Since the majority of the production cost of solid-state batteries is the production process cost, scaling up production can effectively reduce the battery cost. As shown in Figure b below, the production process cost reaches $750-2500/kWh when producing on a small scale (10,000 units/year). However, if the production volume is expanded to 100 million units/year (10-20 GWh/year), the production process cost will drop significantly to $75-240/kWh. Therefore, the final cost of all-solid-state batteries is expected to decrease to 140-350 Wh/kg. Even so, the production process cost still accounts for more than 50%, which is still significantly higher than that of lithium-ion batteries (where the process cost is only 20-30%).
Material costs still have a significant impact on solid-state batteries. As shown in Figure c below, if the cost of LLZ electrolyte drops to $20/kg, the cost of the battery using LNMO cathode can be reduced to $180-310/kWh. If high-nickel NMC is used, the cost is expected to drop further to $120-210/kWh. The ultimate goal for all-solid-state batteries is $150/kWh, which requires a lot of optimization work.
Oxide solid electrolytes have high conductivity and good environmental stability, making them one of the best choices for solid-state battery electrolytes.

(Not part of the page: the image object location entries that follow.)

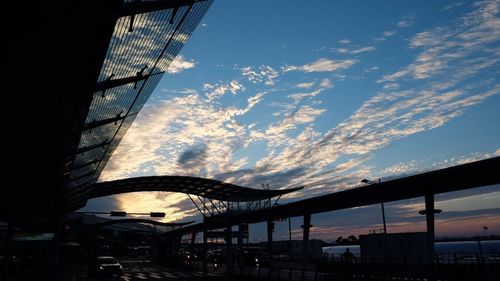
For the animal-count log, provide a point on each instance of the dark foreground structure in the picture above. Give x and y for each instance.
(81, 71)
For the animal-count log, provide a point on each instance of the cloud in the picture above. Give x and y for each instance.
(305, 85)
(264, 73)
(363, 50)
(323, 65)
(218, 90)
(391, 86)
(389, 33)
(355, 51)
(292, 149)
(462, 49)
(194, 157)
(180, 64)
(404, 23)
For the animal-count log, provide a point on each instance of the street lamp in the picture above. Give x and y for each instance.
(381, 203)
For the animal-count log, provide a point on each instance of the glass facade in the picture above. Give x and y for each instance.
(141, 48)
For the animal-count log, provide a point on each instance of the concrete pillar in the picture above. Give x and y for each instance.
(229, 249)
(240, 247)
(205, 247)
(270, 240)
(7, 253)
(429, 217)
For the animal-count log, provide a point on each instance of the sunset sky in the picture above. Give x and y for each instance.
(322, 94)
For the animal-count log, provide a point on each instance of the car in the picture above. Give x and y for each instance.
(105, 266)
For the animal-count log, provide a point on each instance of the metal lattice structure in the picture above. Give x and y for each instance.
(142, 47)
(211, 197)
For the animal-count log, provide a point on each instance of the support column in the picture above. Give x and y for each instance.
(240, 246)
(305, 243)
(229, 249)
(305, 246)
(429, 217)
(7, 253)
(205, 246)
(270, 240)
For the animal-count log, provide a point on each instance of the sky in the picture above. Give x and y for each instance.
(323, 95)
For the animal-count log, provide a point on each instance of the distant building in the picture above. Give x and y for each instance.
(395, 247)
(292, 249)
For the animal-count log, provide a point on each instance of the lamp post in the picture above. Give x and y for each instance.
(381, 203)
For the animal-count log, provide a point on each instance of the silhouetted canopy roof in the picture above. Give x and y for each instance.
(83, 71)
(207, 188)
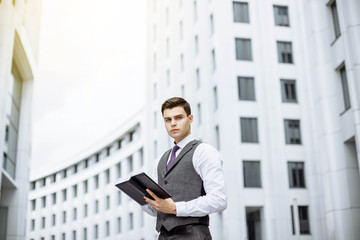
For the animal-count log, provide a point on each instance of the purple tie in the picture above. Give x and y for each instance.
(172, 158)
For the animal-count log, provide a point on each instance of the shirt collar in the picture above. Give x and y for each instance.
(185, 141)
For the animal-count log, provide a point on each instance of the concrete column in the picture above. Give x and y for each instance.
(7, 32)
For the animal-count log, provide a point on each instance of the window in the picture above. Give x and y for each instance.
(107, 203)
(252, 174)
(304, 220)
(196, 44)
(107, 176)
(131, 221)
(141, 156)
(246, 88)
(96, 181)
(118, 170)
(53, 196)
(43, 201)
(33, 204)
(182, 62)
(119, 198)
(75, 191)
(243, 49)
(155, 149)
(198, 78)
(85, 233)
(86, 188)
(32, 224)
(74, 214)
(292, 131)
(199, 113)
(167, 47)
(285, 52)
(249, 132)
(107, 228)
(119, 225)
(6, 134)
(96, 231)
(96, 206)
(335, 17)
(195, 10)
(254, 223)
(241, 12)
(217, 136)
(213, 57)
(215, 99)
(85, 210)
(130, 163)
(64, 216)
(281, 16)
(168, 77)
(296, 174)
(64, 195)
(119, 143)
(288, 90)
(181, 30)
(345, 88)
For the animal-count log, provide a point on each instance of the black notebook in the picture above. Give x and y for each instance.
(136, 187)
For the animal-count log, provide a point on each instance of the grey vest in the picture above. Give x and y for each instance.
(183, 183)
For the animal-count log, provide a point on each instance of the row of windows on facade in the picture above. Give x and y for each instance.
(85, 184)
(243, 52)
(241, 15)
(96, 233)
(254, 218)
(97, 157)
(281, 15)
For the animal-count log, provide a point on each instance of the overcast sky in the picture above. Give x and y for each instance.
(91, 67)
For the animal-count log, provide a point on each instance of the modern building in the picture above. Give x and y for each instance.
(78, 198)
(19, 33)
(273, 85)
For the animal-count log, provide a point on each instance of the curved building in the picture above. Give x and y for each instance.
(19, 33)
(79, 200)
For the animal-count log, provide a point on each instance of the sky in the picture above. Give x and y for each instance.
(91, 67)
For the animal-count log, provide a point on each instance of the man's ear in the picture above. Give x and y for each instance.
(191, 117)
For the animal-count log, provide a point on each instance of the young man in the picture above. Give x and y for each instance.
(192, 173)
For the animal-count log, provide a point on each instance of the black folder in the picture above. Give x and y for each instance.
(136, 187)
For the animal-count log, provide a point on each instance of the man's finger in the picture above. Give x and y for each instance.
(152, 194)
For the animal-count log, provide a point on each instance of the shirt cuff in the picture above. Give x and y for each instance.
(180, 209)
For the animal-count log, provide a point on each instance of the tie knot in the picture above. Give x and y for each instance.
(175, 148)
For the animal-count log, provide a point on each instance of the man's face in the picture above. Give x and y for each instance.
(177, 123)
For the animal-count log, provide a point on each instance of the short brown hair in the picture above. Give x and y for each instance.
(176, 102)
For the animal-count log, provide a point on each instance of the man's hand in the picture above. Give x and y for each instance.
(163, 205)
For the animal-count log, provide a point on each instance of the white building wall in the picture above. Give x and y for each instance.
(73, 228)
(19, 32)
(331, 167)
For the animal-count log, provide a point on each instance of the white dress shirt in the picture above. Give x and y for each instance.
(207, 163)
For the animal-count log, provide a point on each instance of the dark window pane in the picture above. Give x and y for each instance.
(284, 52)
(252, 174)
(249, 133)
(243, 49)
(292, 131)
(345, 88)
(241, 12)
(296, 174)
(281, 16)
(246, 88)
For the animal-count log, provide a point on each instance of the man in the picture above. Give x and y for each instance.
(192, 173)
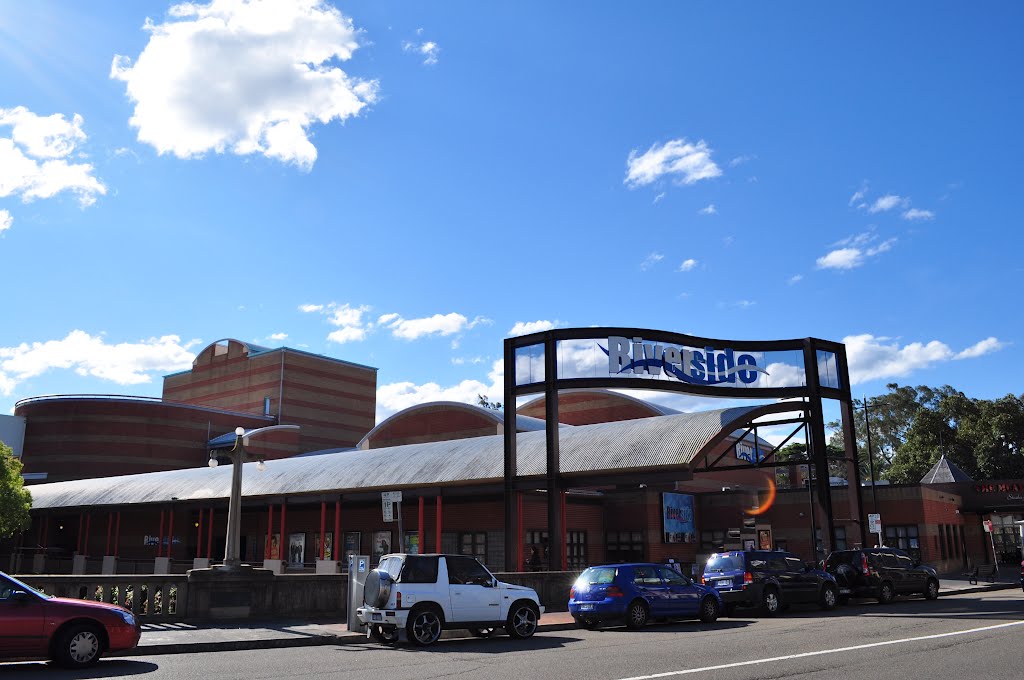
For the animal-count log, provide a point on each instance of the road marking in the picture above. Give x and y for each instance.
(821, 652)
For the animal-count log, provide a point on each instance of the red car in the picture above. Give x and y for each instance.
(74, 633)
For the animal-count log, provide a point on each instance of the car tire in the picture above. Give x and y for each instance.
(522, 621)
(384, 635)
(828, 597)
(770, 602)
(637, 614)
(710, 610)
(79, 646)
(424, 626)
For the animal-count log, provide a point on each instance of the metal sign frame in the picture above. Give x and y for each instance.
(812, 393)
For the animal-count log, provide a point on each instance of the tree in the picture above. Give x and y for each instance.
(14, 499)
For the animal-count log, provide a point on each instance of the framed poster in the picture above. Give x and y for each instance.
(381, 545)
(296, 549)
(351, 544)
(328, 545)
(677, 517)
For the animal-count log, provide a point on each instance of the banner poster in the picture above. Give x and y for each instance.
(677, 517)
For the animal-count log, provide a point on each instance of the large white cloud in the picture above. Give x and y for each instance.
(245, 76)
(685, 162)
(873, 357)
(124, 364)
(34, 160)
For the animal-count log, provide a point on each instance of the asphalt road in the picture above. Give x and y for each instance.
(978, 635)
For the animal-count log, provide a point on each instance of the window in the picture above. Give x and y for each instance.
(576, 550)
(625, 546)
(475, 544)
(905, 538)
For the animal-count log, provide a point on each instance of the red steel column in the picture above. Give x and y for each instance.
(199, 535)
(160, 540)
(337, 532)
(419, 527)
(269, 532)
(323, 527)
(437, 527)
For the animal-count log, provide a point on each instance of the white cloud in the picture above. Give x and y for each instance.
(244, 76)
(677, 158)
(124, 364)
(651, 260)
(396, 396)
(525, 328)
(915, 214)
(887, 203)
(986, 346)
(428, 49)
(855, 253)
(34, 160)
(879, 357)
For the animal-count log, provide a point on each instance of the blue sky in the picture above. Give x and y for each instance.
(406, 184)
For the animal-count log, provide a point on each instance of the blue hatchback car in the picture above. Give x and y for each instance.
(635, 593)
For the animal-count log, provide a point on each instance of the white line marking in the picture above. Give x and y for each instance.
(821, 652)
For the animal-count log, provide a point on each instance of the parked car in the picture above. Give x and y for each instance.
(882, 574)
(636, 593)
(425, 594)
(74, 633)
(768, 580)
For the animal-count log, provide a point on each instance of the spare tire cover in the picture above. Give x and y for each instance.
(377, 589)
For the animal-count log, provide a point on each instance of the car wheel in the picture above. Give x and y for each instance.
(886, 593)
(770, 603)
(828, 598)
(709, 610)
(384, 635)
(424, 626)
(523, 620)
(636, 615)
(79, 646)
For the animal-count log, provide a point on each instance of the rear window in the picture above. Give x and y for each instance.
(597, 576)
(725, 562)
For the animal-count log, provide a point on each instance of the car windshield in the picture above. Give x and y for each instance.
(597, 575)
(20, 585)
(724, 562)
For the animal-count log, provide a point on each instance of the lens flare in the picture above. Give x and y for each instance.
(767, 502)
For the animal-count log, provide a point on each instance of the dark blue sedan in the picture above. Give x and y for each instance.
(635, 593)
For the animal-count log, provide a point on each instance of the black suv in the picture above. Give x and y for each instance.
(882, 572)
(769, 580)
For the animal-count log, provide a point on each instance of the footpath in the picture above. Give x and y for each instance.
(192, 638)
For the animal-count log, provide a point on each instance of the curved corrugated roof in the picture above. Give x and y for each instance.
(617, 447)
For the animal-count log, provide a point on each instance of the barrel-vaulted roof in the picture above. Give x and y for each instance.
(649, 443)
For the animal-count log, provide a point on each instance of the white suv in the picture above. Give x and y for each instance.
(425, 594)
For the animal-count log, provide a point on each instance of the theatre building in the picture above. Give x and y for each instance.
(635, 480)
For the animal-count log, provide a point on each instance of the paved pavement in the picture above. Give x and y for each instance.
(187, 638)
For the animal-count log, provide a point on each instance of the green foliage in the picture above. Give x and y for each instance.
(14, 499)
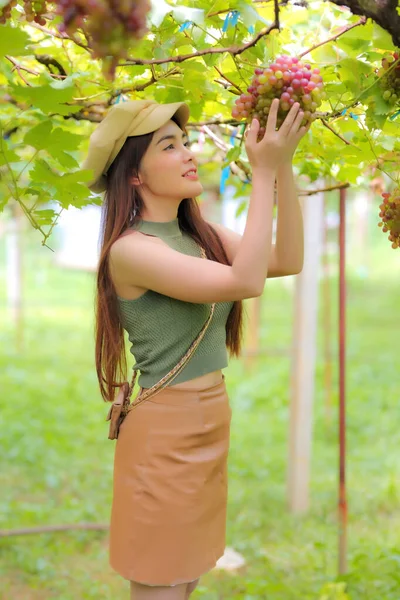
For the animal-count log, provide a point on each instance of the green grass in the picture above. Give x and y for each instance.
(56, 460)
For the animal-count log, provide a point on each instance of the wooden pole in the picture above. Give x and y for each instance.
(14, 276)
(342, 389)
(327, 322)
(304, 357)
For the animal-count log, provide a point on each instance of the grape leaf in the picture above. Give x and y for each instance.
(13, 41)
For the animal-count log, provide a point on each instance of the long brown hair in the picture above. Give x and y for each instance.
(122, 207)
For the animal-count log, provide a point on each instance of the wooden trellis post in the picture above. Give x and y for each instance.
(304, 356)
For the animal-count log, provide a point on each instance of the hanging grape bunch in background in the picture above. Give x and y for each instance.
(109, 26)
(287, 79)
(390, 215)
(390, 78)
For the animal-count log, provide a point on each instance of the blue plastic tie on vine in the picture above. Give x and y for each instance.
(231, 19)
(233, 137)
(224, 176)
(185, 25)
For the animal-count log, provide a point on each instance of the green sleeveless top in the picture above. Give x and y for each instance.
(161, 329)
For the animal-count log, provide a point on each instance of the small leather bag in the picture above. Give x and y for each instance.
(122, 405)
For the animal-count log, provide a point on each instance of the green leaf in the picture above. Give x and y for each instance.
(44, 217)
(8, 156)
(381, 38)
(38, 136)
(42, 172)
(13, 41)
(47, 98)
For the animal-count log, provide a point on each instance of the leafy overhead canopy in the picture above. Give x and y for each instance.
(53, 92)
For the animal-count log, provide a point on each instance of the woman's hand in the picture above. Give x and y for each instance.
(276, 147)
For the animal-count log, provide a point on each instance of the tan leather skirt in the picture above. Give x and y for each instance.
(168, 516)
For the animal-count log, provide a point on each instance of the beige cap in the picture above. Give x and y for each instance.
(126, 119)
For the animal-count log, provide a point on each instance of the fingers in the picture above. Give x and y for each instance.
(252, 132)
(291, 117)
(272, 116)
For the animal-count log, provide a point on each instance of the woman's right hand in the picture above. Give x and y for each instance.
(276, 147)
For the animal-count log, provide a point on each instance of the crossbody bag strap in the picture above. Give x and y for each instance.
(157, 387)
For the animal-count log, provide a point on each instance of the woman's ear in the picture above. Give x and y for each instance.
(135, 180)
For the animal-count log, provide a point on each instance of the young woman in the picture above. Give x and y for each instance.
(168, 512)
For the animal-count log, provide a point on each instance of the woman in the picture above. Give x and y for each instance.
(170, 469)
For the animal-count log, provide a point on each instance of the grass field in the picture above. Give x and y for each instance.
(56, 461)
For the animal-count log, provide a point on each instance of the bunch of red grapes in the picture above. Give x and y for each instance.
(108, 25)
(390, 81)
(287, 79)
(390, 215)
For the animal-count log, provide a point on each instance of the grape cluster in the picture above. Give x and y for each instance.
(389, 82)
(34, 11)
(390, 215)
(287, 79)
(108, 25)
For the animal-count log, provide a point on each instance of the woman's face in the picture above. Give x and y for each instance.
(163, 169)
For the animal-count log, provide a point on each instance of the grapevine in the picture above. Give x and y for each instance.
(390, 215)
(287, 79)
(389, 81)
(108, 25)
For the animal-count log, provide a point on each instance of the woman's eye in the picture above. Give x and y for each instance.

However, solid electrolytes have high hardness and poor processing performance, so designing a suitable production process is more important. At the same time, the production cost of solid-state batteries is still relatively high at present. In the future, the production cost of solid-state batteries can be effectively reduced through the reduction of raw material costs and economies of scale, and it is expected to be reduced to $150/kWh.